Com a ascensão de Dark Souls e do próprio gênero souslike, não é raro encontrar jogos que apostam na sua dificuldade como parte vital da mecânica. Vários dos últimos jogos lançados, desde AAA a indies, tem como principal atrativo o fato de terem dificuldade elevada, que levam o jogador ao limite e garantem um número elevado de mortes no percurso. 

Levando isso em consideração, muitos estúdios  decidem se apoderar disso para entrar no nicho da dificuldade elevada, mas não levam em consideração alguns princípios do design que se tornam especialmente importantes em jogos do gênero e acabam criando Cat Marios ao invés de sucessores do Dark Souls.E o que isso quer dizer?

E o que isso quer dizer?

Ambos, Dark Souls e Cat Mario, são conhecidos por terem um nível de dificuldade elevado, mas qualquer um que tenha os jogado não diria que são jogos parecidos. Dark Souls é construído para ser difícil com inimigos fortes, numerosos e recursos limitados, tudo bem amarrado na mecânica e feito para que o jogador entenda como cada inimigo funciona em cada ambiente e, a cada morte, entenda o comportamento desejado para superar cada categoria de adversidade. Os inimigos e desafios são consistentes e não existem surpresas sem explicações.

Já Cat Mario é feito para irritar o jogador. Apesar de, como em Dark Souls o jogador conseguir avançar conforme suas mortes, isso não acontece graças ao padrão de comportamentos do jogo ou por o jogo apresentar a lógica do seu mundo ao jogador, na verdade, é necessário decorar a fase e as adversidades para que seja possível avançar. Isso acontece pela falta de feedback e coerência do mundo do jogo, o que, nesse caso, é proposital.

Com esse overview é possível enxergar o abismo de diferença entre ambos os jogos, então por que tantos estúdios almejam criar jogos difíceis como Dark Souls, mas os jogadores sentem como se estivessem jogando Cat Mario?

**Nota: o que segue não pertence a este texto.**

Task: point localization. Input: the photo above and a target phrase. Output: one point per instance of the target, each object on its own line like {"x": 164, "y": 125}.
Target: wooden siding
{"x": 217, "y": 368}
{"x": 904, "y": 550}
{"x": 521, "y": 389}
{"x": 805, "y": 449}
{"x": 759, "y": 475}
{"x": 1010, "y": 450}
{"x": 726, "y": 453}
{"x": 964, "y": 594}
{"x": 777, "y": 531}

O primeiro ponto é que existe uma grande diferença entre um jogo difícil e um jogo cruel, mas é uma diferença tênue e que poucos desenvolvedores conseguem masterizar no design dos seus jogos. Criar um jogo difícil não é diminuir o número de feedbacks, colocar vários inimigos no mesmo lugar ou usar desafios de timing que precisem de precisão absoluta, isso está mais próximo do design de Cat Mario, portanto é simplesmente cruel com o jogador.

Dark souls | Imagem: reprodução

E ai vamos para o segundo ponto, que é entender como entregar isso para o jogador, transformando a dificuldade em algo interessante e transponível, não uma tarefa irritante.

Ser difícil é apresentar todos esses elementos ao jogador, dar feedbacks claros de cada ação e não tornar a dificuldade dependente de frustração, mas sim de masterizar as ferramentas e situações que o jogo entrega.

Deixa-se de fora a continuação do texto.